A receipt showed otherwise. The pension board paid $1,000 for unlimited beer, wine and liquor. The receipt didn't come from the pension board, though -- they don't keep any.
"I reviewed the credit card statements," said Hampton, "and as long as everything I see on the statement is in compliance with our rules and our expense policy, there's not an issue."
The board's policy states they have an expense review committee. The problem is they never created one, until Thursday.
"Given the info that was reported, our thoughts were that a review of our expense policy and a review of all checks and balances that we have in place for expenditures is warranted," Hampton told the board.
The board ordered that committee to review past expenses and create a tighter policy for the future.
Hampton said, "What we need to do is regain the confidence in anybody that would have any doubts that any actions that this board take were actions that were inappropriate or illegal [sic]."

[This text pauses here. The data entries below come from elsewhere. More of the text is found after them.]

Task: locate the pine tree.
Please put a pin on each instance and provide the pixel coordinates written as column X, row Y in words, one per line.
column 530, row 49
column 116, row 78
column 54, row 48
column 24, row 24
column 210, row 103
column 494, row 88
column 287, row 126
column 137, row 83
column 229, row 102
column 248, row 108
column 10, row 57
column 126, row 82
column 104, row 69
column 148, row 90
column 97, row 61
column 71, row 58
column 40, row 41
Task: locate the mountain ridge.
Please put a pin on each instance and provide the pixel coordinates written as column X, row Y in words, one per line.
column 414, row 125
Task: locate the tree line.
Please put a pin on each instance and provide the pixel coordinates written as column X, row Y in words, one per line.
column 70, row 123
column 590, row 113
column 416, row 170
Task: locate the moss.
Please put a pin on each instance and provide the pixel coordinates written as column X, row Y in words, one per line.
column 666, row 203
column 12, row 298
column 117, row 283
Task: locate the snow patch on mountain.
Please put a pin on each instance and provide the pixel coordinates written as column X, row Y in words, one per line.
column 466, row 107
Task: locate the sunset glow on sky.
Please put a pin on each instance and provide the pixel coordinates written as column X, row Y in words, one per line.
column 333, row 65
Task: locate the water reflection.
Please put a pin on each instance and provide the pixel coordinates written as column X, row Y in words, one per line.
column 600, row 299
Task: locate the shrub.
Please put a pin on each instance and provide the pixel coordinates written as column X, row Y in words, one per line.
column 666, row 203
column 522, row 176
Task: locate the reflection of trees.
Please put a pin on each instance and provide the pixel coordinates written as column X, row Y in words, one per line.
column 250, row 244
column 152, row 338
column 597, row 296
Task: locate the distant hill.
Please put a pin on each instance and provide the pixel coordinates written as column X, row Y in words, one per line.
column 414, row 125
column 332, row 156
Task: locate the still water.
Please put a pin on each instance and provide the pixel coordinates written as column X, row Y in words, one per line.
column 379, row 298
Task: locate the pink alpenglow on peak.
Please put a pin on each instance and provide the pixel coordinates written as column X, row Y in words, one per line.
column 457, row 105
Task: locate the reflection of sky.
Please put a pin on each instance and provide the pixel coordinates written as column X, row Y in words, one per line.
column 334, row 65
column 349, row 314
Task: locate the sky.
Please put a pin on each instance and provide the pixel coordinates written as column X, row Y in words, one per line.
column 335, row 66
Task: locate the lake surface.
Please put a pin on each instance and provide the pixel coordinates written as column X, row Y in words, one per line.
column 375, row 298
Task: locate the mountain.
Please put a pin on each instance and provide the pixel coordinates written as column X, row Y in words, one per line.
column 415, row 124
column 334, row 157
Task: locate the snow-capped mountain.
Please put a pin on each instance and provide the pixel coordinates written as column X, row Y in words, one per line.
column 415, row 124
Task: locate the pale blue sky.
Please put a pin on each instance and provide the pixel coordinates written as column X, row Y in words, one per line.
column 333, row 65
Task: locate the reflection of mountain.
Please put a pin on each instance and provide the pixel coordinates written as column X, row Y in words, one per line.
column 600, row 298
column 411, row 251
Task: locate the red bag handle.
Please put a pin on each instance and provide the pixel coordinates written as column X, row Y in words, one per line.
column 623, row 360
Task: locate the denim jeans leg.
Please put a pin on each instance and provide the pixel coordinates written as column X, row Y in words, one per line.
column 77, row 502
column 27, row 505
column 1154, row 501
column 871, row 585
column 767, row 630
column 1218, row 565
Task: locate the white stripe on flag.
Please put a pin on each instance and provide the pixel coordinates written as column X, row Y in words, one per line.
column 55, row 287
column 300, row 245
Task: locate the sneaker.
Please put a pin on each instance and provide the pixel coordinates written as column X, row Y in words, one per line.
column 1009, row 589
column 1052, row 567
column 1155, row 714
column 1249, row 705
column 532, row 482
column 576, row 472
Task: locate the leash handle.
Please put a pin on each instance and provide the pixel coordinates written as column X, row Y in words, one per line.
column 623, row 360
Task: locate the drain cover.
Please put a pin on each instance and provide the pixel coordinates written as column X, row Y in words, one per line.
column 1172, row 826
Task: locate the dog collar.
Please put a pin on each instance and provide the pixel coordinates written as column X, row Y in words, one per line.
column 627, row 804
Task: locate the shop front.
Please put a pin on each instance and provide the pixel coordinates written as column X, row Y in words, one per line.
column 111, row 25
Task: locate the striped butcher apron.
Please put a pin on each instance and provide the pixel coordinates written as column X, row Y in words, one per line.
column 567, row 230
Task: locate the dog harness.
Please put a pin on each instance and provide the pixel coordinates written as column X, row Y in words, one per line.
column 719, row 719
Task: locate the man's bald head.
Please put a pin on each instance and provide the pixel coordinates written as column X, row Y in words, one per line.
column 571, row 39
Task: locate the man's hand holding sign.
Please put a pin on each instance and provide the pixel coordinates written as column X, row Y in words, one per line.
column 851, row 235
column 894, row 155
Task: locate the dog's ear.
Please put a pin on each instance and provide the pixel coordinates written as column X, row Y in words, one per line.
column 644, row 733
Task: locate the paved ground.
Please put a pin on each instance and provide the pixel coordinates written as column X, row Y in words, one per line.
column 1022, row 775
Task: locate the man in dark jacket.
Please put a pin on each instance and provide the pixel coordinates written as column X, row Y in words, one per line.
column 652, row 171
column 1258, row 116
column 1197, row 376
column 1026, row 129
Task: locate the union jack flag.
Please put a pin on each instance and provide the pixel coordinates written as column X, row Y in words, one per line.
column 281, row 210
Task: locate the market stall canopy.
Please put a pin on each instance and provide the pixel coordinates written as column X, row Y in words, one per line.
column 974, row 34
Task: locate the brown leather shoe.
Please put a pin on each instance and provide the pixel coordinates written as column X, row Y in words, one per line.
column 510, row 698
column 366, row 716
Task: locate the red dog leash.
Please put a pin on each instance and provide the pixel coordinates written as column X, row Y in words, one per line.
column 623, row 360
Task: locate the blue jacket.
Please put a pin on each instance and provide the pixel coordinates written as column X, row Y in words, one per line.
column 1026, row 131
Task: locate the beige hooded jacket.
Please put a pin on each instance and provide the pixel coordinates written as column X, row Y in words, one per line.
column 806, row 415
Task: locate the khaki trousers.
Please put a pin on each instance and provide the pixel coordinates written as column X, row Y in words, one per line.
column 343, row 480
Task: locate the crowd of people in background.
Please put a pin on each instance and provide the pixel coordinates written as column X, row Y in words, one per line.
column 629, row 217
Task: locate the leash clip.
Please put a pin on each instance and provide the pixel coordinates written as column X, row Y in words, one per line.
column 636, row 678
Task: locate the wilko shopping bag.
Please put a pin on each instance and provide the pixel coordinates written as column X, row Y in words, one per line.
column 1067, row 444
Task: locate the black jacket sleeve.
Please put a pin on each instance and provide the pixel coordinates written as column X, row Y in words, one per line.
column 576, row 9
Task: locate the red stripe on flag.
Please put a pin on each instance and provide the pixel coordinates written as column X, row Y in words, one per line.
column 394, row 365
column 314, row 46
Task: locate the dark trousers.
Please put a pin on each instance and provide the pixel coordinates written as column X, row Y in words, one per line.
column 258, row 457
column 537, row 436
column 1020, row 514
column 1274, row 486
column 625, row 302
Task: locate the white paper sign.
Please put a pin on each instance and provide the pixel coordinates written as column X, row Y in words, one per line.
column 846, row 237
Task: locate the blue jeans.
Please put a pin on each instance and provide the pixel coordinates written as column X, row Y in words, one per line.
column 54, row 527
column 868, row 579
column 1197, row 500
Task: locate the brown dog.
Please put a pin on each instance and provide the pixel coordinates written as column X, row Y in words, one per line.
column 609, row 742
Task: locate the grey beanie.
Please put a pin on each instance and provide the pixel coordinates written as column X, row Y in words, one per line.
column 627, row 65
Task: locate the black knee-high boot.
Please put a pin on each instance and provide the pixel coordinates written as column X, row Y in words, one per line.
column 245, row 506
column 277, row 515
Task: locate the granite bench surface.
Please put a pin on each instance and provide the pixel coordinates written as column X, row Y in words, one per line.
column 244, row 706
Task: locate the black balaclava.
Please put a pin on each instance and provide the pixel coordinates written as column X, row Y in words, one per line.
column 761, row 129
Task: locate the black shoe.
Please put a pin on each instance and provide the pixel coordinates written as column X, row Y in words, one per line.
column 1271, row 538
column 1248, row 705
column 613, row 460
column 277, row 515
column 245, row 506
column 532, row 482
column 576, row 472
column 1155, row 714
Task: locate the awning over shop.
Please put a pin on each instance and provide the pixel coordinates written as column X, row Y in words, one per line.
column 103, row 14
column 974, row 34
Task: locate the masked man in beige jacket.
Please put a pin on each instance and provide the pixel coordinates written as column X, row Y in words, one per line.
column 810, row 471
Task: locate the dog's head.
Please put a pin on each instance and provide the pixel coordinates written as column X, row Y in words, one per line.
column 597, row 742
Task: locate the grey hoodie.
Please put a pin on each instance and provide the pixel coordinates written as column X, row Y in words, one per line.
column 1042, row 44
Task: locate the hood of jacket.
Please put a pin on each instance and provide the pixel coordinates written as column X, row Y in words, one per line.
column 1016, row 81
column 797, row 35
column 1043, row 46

Our story Monday night showed the New Orleans Fire Pension Board issued 11 credit cards to members and employees. New Orleans City Hall has a total of five cards for 4,000 employees.
But the board voted to suspend the use of all but one card -- the card assigned to the office will remain available for use.
"I think it would be appropriate, until committee does a report and makes a recommendation, that the credit cards assigned to any of the trustees cease to be used." Hampton said.
Trustees mainly used their cards for travel, but some charged meals. And with no receipts, it's hard to track what's a legitimate expenditure.
The board had some pricey restaurant bills -- $2500 at Mr. John's, $1100 at Tommy's Wine Bar -- but all of that will stop now, as the Fire Pension Board tightens its policies on spending.